AstraZeneca is developing a comprehensive pipeline of compounds that target molecular pathways across the DDR system. These include the PARP inhibitor Lynparza (olaparib); Wee1 inhibitor AZD1775, ATM inhibitor AZD0156; ATR inhibitor AZD6738, and Aurora B Kinase inhibitor AZD2811. These compounds act on different cell-cycle points to prevent tumour cells from reproducing.

Sean Bohen, Executive Vice President, Global Medicines Development and Chief Medical Officer at AstraZeneca, said: “Oncology is a strategic priority for AstraZeneca because of the potential of our broad pipeline to offer transformational therapies in cancer care.
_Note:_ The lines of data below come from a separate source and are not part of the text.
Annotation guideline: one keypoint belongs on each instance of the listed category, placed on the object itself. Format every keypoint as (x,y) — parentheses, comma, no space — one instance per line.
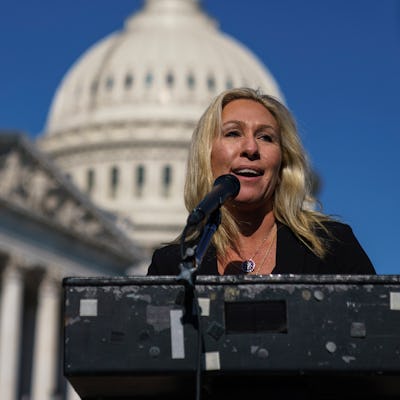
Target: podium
(311,337)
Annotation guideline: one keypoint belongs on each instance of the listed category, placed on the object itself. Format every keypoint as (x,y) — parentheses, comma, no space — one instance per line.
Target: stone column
(10,331)
(46,354)
(71,394)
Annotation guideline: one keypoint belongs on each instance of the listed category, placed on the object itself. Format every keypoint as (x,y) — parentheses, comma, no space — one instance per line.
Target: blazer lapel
(290,253)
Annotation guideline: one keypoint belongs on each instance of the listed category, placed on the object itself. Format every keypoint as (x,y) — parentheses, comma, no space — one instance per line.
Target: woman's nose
(250,148)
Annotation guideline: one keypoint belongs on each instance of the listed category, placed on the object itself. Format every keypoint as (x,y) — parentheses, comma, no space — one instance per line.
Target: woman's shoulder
(165,260)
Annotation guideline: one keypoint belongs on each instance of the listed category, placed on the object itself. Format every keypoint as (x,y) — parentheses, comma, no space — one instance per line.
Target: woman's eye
(232,133)
(266,137)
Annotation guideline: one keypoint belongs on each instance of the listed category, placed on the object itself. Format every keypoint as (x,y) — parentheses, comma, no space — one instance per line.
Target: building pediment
(31,184)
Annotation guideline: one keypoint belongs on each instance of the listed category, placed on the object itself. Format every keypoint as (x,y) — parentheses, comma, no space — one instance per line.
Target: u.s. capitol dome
(121,120)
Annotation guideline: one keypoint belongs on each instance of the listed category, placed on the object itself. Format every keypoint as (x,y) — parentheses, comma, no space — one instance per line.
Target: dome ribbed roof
(167,63)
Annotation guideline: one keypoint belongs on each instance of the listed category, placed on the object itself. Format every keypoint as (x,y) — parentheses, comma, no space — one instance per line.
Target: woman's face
(249,148)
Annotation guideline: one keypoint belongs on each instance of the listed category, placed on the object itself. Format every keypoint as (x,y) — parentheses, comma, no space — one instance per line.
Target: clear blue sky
(336,61)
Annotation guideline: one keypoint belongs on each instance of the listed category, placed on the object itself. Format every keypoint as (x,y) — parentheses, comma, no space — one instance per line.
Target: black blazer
(345,256)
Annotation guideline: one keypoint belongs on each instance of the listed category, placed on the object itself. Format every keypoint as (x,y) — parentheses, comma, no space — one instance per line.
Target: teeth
(247,171)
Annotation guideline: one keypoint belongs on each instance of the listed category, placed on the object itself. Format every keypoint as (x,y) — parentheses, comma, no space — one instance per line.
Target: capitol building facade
(103,185)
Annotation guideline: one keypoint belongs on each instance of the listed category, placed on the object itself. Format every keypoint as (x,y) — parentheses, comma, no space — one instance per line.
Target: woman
(270,226)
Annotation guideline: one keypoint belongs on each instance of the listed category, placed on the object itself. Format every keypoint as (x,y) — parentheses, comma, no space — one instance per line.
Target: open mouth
(248,172)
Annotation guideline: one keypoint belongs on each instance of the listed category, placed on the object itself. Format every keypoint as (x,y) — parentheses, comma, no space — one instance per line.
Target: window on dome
(191,82)
(166,180)
(149,79)
(211,83)
(128,81)
(139,180)
(109,83)
(90,179)
(114,181)
(169,79)
(94,87)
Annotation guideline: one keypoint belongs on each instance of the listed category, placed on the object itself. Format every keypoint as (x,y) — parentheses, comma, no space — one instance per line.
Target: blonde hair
(293,191)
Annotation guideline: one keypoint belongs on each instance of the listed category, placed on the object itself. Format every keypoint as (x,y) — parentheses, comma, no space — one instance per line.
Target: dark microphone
(225,187)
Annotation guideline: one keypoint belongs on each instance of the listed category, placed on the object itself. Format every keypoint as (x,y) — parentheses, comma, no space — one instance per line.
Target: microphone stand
(190,265)
(194,255)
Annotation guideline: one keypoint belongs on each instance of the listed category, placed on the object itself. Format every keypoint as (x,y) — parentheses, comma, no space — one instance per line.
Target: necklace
(249,265)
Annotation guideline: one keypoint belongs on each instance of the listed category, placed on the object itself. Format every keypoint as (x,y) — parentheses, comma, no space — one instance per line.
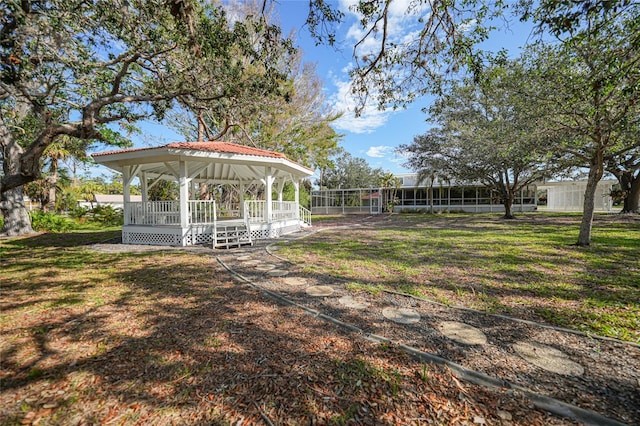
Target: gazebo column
(184,196)
(241,198)
(144,186)
(126,191)
(268,208)
(280,189)
(296,189)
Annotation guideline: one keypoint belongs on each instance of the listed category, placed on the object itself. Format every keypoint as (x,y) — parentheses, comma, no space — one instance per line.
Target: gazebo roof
(218,162)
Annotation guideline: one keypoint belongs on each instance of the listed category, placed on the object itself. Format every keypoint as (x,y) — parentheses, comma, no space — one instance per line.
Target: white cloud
(344,101)
(380,151)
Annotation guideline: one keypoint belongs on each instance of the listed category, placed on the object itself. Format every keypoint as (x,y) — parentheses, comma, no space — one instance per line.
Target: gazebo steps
(232,236)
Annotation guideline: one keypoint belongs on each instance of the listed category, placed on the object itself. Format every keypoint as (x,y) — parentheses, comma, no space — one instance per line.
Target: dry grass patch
(168,338)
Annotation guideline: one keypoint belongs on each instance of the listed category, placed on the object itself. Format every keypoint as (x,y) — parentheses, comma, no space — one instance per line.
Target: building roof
(218,162)
(223,147)
(114,198)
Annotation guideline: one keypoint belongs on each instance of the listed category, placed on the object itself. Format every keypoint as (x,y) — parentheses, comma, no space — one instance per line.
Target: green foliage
(164,190)
(485,131)
(107,215)
(50,222)
(348,171)
(78,213)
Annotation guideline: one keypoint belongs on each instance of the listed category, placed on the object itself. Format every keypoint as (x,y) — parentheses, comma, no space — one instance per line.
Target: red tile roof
(225,147)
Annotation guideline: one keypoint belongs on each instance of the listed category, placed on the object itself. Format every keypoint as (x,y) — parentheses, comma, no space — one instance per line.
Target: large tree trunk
(595,174)
(53,184)
(632,200)
(16,217)
(508,208)
(507,202)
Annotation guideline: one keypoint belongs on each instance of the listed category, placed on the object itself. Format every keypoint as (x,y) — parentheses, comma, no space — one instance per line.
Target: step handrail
(305,215)
(247,221)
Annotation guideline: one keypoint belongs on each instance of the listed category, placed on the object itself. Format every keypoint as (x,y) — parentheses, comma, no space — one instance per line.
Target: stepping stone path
(350,302)
(277,273)
(295,281)
(319,290)
(401,315)
(542,356)
(265,268)
(462,333)
(548,358)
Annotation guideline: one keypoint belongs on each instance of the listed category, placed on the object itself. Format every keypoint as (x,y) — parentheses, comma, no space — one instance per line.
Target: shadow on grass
(502,261)
(159,334)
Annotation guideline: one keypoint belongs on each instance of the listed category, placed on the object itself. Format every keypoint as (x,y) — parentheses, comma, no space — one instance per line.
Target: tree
(484,133)
(296,120)
(91,69)
(442,41)
(390,184)
(349,172)
(625,166)
(589,85)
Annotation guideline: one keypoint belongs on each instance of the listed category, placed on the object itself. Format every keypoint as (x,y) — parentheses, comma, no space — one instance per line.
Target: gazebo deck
(158,222)
(197,165)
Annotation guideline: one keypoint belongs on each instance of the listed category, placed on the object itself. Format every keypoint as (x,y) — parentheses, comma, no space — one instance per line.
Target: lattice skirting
(154,238)
(158,236)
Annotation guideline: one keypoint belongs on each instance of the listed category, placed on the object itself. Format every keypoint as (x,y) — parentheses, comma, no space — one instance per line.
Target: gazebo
(188,220)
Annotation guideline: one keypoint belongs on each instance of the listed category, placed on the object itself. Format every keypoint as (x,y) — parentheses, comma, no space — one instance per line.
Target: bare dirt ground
(610,384)
(171,337)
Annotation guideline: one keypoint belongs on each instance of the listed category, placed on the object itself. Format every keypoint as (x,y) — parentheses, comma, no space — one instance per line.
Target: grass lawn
(167,337)
(527,268)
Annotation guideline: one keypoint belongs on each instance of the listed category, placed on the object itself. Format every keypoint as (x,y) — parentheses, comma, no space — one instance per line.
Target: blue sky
(376,134)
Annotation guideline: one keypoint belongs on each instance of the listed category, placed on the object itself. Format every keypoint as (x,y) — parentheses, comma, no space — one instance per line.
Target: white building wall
(569,196)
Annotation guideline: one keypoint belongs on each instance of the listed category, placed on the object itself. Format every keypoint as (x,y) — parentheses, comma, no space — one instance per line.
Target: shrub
(50,222)
(107,215)
(78,213)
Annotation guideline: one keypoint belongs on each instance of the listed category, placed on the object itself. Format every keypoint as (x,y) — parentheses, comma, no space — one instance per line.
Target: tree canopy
(91,70)
(347,171)
(484,133)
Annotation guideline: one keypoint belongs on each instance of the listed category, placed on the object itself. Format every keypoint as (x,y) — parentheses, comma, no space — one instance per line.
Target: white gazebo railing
(282,210)
(152,213)
(256,210)
(305,215)
(202,212)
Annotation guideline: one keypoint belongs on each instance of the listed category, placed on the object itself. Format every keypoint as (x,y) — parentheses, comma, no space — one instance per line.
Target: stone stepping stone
(548,358)
(266,267)
(401,315)
(462,333)
(295,281)
(350,302)
(277,273)
(319,290)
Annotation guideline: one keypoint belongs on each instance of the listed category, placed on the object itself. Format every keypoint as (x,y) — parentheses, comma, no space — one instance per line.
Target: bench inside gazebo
(189,220)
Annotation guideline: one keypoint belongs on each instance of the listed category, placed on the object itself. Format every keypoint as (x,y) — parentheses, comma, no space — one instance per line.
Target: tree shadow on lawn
(175,340)
(481,263)
(602,389)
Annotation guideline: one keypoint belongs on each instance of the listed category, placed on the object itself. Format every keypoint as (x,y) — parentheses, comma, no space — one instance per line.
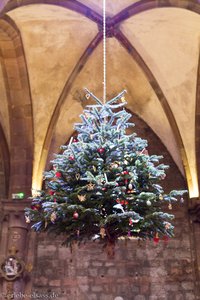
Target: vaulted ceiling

At ASCO, we will update on our next-generation portfolio focusing on DNA damage response as a breakthrough paradigm in cancer treatment, including new long-term overall survival data for Lynparza. Our increased commitment to DDR therapies complements developments in our exciting immuno-oncology pipeline, from which we are expecting clinical results over the coming year.”